Non profit
Humana, così l’abito usato si trasforma in una scuola
Dai contenitori gialli ai progetti di cooperazione
di Redazione
Il 23 settembre avrà luogo il primo «Humana People to People Day». La giornata internazionale (realizzata contemporaneamente in 17 Paesi) si chiamerà «Education For All 2010» e punterà l’attenzione sul diritto universale all’istruzione. Humana, una organizzazione internazionale che ha il suo quartier generale in Zimbabwe, ha infatti messo la formazione al centro dei propri sforzi nel Sud del mondo. «L’istruzione è una delle chiavi dello sviluppo di un Paese. Per questo investiamo molto sull’educazione di base, sulla formazione professionale e magistrale», spiega la presidente Karin Bolin. «Ignoranza significa anche povertà, sfruttamento, violenza, emarginazione ed esposizione alle malattie. Non è solo un problema di formazione scolastica». Grazie alle attività di Humana, 14mila bambini sono stati inseriti in 400 prescuola, 2.700 studenti (11mila dal 1993) ogni anno si diplomano nelle 24 scuole magistrali gestite da Humana in India, Malawi, Mozambico ed Angola e 11 scuole professionali sono attive in Africa.

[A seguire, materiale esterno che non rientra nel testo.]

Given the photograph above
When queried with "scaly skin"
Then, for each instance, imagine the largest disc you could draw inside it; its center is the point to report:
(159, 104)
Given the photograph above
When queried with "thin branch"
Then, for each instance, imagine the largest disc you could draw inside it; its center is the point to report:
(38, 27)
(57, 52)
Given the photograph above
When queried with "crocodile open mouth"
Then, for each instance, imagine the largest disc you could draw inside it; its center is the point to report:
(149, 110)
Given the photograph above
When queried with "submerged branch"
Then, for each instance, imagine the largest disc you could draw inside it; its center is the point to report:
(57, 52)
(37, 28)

Durante la giornata tutti questi traguardi saranno condivisi. Verrà illustrata l’utilità degli abiti usati che Humana raccoglie per poter realizzare i propri progetti. Pochi sanno infatti cosa accade dopo aver inserito i propri vestiti nei contenitori gialli di Humana. Saranno aperti i cancelli delle sedi di Pogliano Milanese (MI), Torbole Casaglia (BS) e Rovigo per spiegare ai visitatori come l’abbigliamento scartato, dopo essere stato selezionato, si trasformi in scuole, materiale didattico e corsi di formazione professionale. Il programma vedrà anche la premiazione di amministrazioni pubbliche e aziende partner. Ci saranno anche percorsi illustrativi, anche per bambini, sull’attività e sui risvolti di tutela ambientale che la raccolta abiti comporta. La giornata si concluderà con alcuni spettacoli tematici. Il tutto preceduto da un road show nelle piazze di Emilia, Lombardia e Piemonte per far sperimentare le difficoltà quotidiane generate dall’analfabetismo.